In 1971, a hard-drinking reporter named Don Hoefler published a three-part history of the “men, money, and litigation” behind the semiconductor business. He titled the series, which appeared in an industry newsletter called Electronic News, “Silicon Valley USA.” It was the first formal use of a name that for years had been bandied about inside the valley.1
No one beyond the readers of Electronic News took notice that a new technology region had been born on the San Francisco Peninsula. Individual companies had begun to attract outside interest—Intel would have a successful IPO in 1971, for example—but three years would pass before any major national publication wrote about the Peninsula as a distinct, technology-based regional economy.2 Years would pass before the name “Silicon Valley” gained widespread use.III
In the early 1970s, Silicon Valley startup companies were largely deemed irrelevant to the real business of the United States, which was concentrated in East Coast financial centers and cities such as Detroit, Pittsburgh, and Chicago that had manufacturing at their core. The nation’s new minicomputer companies, Digital Equipment Corporation (DEC) most prominent among them, were clustered near MIT and Harvard, along Boston’s Route 128. A Forbes editor with responsibility for the West Coast stated unequivocally that the magazine was interested only in publicly held companies with sales of $50 million or more.3
Stanford’s reputation was on the rise—it was often called “the Harvard of the West”—but the university attracted mostly students from California. San Francisco was best known for its hippies. Palo Alto was fighting its reputation as “the Peninsula’s largest sex-shop center,” thanks to an eight-block stretch of El Camino Real near the city’s southern border that was home to multiple adult bookstores, an X-rated movie theater, and massage parlors with names such as “The Streaker” and “The Foxy Lady.”4 None of this pointed to a promising future as an economic powerhouse.II
The rest of the business world might not have noticed, but inside the Valley, things were brewing in 1972. The previous year, Intel had invented the microprocessor, the chip that would soon nestle at the heart of consumer electronics such as the personal computer and video games. Meanwhile, Hewlett-Packard became the first Silicon Valley company to discover that an advanced electronic device could have broad consumer appeal. In 1972, the company introduced the HP-35, the world’s first handheld calculator that could do more than add, subtract, multiply, and divide.I HP sold more than 100,000 in the first year, despite the $395 price. A cheeky chapter called “Shirt Pocket Power” in the owner’s manual noted, “We thought you’d like to have something only fictional heroes like James Bond, Walter Mitty or Dick Tracy are supposed to own.”5
For the most part, those developments within Silicon Valley happened independently of one another. But like different streams that feed a swift-moving river, the work would soon begin to blend and swirl together. The resulting network of personal and institutional connections would form the foundation of today’s Silicon Valley and the high-technology revolution.

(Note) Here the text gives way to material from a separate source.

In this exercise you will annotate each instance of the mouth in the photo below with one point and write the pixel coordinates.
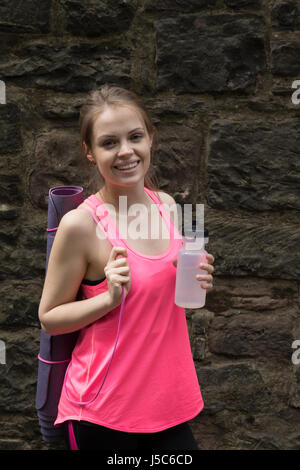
(129, 168)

I. The HP-35 was the first scientific pocket calculator. It had thirty-five buttons and could perform trigonometric, logarithmic, and exponential functions.
II. In 1976, the city finally shut down its red-light district, closing seventeen massage parlors and banning halter tops as well as massages after 11p.m.
III. “Silicon Valley” was just one of many terms coined to describe the cluster of electronics firms on the San Francisco Peninsula. “Silicon Gulch,” “Semiconductor Country,” “California’s Route 128,” and “California’s great breeding ground for industry” were some of the others.